Sanyam Bhutani: What are your thoughts about the Machine Learning Hype?
Sylvain Gugger: It’s not necessarily a bad thing in the sense it can bring people to the field that would otherwise have never heard of it. You have to be careful to make the distinction between people who talk a lot and those who actually do things though.
Sanyam Bhutani: Thank you for the contributions to the library.
How do you think a beginner without any DL expertise can contribute to the fastai library?
Sylvain Gugger: There are plenty of ways! Helping with our documentation is a nice way to really dig into how one part of the library works (or just one function), same for our test coverage. Another way is it to give us candid feedback if a specific API is too hard to use or doesn’t make sense, as it helps us make the library more accessible.
Don’t be shy! Most PRs merged fix typos, change a tiny bit of code or just add the documentation of one function.
Sanyam Bhutani: The fast.ai philosophy is: Anyone can do DL, you don’t need to have a Masters/Ph.D. to contribute to the field.
Being a Math grad yourself, Could you share some of your thoughts about a “Non-Technical” student contributing to the field?

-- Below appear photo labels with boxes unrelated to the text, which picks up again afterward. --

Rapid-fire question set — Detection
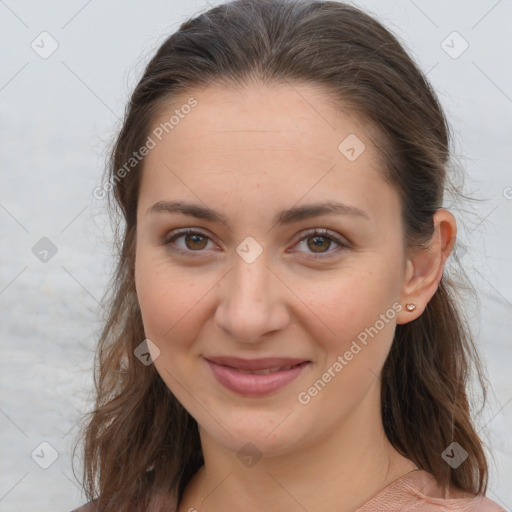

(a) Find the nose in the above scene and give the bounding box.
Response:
[215,248,289,343]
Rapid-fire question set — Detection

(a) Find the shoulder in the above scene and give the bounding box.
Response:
[357,471,506,512]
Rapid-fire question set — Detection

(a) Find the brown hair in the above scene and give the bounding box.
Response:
[74,0,488,512]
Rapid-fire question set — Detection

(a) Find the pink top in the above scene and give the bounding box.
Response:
[73,470,507,512]
[355,470,506,512]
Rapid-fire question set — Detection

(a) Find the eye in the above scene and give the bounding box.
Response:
[162,228,350,259]
[297,229,350,259]
[162,229,214,256]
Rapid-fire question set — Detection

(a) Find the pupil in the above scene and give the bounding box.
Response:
[310,236,330,252]
[186,235,204,249]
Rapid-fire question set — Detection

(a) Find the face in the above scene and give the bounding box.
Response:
[135,85,404,454]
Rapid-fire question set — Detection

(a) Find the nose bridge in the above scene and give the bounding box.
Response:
[215,244,288,342]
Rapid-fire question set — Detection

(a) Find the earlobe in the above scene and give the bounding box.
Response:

Sylvain Gugger: There are plenty of seats at the table! You don’t need to know advanced Math to actually do deep learning now, as most of the libraries (including fastai) hide it from you to allow you to focus on the important bits. Practical research on how to train models efficiently is as important as theoretical results. It may not lead to publications at prestigious conferences, but it’s very useful nonetheless.
Acquiring the Math needed may seem a bit difficult (which is why beginning with the top might be more motivating) but remember that no one has it easy. In my case, understanding the Math didn’t take too long, but I struggled a lot on bash/Linux commands since I was a Windows user with zero experience with terminals.
Sanyam Bhutani: Before we conclude, any advice for the beginners who are afraid to get started with Deep Learning because of the common prevalent “lack of expertise” thought?
Sylvain Gugger: Well, first of all, find someone else who is as much a beginner as you are and start the course together. This will help you for two very different reasons. The first one is that you’ll be able to discuss what you learn and may help each other understand parts that are unclear. The second one is that it’ll motivate you to stay until the end. You have to be tenacious to do Deep Learning: nothing is ever going to work the first time! But be patient, meticulous in debugging and persevere.
Don’t forget that there is a forum where other people may help you with the problems you face; you might also find directly the answer to some of your bugs.
Start a blog, where you explain what you have learned. Explaining things is often the best way to realize you hadn’t fully understood them; you may discover there were tons of small details you hadn’t dug enough into.
Sanyam Bhutani: Thank you so much for doing this interview.